The main themes for the 8th Child in the City conference are:
1. Child Friendly Policies
More and more cities are developing sustainable, crosscutting policies for children; but to be effective they require a serious, long-term commitment. What are the specific plans and strategies that lead to genuinely child-friendly cities? What capacity needs to be built? Which partners engaged, budgets and time allocated; what tools developed? And what research can be undertaken to establish how these policies can be best monitored, evaluated and developed?
2. The position of children in the city
How do children and young people on the one hand, and local authorities on the other, perceive each other? Can this interaction support and further develop the identity of children and young people? How can it strengthen their sense of belonging to their quarter, district, city, country and the EU; in other words, their citizenship?
3. Children and the built environment
A physical environment that supports and engages children and young people is about much more than play areas. How can the built urban environment be most effectively child-friendly, youth-oriented and intergenerational? Cityscapes have a profound influence on people’s individual and collective health and well-being. What are the principles and processes that make this influence positive for children and young people?
Through these themes, we also want to pay special attention to the future: what are the next steps in the evolution of the child-friendly city?
4. Refugee and immigrant children and young people in cities and municipalities
Europe is currently faced with a large number of refugee and migrant arrivals, largely from the Middle East. Families, forced from their homes by war and economic deprivation, travel in perilous conditions, over long distances, until they reach their destination somewhere in Europe. The refugees include many children, and there are also increasing numbers of children and young people orphaned or separated from their families.
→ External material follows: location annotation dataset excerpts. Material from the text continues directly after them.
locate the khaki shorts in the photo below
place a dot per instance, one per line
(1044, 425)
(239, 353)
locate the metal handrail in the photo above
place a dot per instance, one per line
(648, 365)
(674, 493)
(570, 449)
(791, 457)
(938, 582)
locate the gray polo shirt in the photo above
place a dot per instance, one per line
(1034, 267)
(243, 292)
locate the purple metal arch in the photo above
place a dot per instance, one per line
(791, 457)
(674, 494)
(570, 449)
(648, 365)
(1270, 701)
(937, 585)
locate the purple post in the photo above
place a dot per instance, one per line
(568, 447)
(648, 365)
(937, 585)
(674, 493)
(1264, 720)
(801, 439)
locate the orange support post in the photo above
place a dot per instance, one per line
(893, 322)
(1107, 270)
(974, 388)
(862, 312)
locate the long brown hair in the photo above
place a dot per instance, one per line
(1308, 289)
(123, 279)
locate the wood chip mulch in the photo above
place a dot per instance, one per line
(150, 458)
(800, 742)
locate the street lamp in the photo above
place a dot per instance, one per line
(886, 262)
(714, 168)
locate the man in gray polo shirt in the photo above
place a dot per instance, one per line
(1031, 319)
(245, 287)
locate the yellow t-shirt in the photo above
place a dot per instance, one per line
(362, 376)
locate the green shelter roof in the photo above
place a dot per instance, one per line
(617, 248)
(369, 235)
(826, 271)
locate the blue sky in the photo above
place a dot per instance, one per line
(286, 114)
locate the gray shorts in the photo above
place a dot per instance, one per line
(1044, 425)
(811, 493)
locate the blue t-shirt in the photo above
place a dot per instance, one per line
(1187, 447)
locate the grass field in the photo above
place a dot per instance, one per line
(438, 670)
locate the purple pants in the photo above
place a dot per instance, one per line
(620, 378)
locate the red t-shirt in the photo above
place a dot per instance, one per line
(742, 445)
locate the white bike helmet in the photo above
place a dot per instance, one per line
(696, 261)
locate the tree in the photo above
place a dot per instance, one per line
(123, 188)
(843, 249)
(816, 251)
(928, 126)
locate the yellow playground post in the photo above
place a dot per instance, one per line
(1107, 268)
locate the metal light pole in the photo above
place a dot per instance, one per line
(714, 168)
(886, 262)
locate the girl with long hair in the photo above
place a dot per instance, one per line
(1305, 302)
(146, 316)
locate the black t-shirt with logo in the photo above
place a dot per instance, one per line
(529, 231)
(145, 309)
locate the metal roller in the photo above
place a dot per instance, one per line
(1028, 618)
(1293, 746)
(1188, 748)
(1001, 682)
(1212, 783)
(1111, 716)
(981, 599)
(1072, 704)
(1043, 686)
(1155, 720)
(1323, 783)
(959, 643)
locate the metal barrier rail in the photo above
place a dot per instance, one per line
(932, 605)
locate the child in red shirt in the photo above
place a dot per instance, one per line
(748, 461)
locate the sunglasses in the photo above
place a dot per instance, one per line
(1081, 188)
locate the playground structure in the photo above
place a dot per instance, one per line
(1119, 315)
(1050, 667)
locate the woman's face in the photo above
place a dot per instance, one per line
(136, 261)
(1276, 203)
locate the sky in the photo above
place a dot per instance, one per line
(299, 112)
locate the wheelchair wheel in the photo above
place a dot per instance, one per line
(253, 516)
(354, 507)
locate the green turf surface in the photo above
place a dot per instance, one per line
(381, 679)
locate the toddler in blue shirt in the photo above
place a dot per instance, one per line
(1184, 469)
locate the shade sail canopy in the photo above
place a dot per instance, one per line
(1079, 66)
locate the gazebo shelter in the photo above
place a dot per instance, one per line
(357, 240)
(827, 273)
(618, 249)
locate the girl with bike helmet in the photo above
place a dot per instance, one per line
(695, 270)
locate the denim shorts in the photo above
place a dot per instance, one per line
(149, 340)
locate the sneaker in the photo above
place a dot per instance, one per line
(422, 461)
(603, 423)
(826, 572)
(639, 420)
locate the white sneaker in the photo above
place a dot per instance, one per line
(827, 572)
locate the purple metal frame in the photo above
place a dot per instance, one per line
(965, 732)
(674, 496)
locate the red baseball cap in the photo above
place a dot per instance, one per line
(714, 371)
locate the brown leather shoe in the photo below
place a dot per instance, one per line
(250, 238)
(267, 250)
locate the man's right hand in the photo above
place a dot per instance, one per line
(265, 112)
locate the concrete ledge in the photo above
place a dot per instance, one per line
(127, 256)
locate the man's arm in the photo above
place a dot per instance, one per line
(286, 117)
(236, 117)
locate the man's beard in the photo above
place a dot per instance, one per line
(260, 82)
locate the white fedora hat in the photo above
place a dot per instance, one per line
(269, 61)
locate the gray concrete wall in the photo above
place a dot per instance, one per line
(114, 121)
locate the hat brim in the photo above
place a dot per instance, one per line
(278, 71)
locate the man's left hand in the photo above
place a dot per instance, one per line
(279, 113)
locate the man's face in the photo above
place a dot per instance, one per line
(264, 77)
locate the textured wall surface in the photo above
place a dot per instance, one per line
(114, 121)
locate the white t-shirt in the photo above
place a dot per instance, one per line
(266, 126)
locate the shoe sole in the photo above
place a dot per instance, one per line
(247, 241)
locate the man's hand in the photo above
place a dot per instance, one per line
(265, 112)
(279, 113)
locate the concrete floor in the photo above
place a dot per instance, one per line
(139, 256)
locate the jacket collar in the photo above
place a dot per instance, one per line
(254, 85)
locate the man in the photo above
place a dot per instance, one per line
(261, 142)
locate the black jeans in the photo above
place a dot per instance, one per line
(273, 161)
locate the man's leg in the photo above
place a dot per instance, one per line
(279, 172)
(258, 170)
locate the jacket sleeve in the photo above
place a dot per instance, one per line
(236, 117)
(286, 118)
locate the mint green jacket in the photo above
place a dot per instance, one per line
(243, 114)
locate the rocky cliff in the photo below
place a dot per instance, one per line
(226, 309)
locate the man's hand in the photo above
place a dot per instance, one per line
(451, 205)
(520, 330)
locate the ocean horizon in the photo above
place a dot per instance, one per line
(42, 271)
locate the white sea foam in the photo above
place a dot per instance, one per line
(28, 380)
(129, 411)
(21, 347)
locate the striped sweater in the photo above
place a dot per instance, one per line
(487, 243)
At this time, and over the coming period, which many observers are calling a crisis, there is considerable pressure on Europe’s towns and cities to find an adequate response in their reception of these vulnerable children and young people and how to facilitate the key, long-term challenge of their ‘integration’ into the community.
Child in the City 2016 will include an exchange of experience and debate on how Europe’s towns and cities are responding to this most vital and urgent of challenges.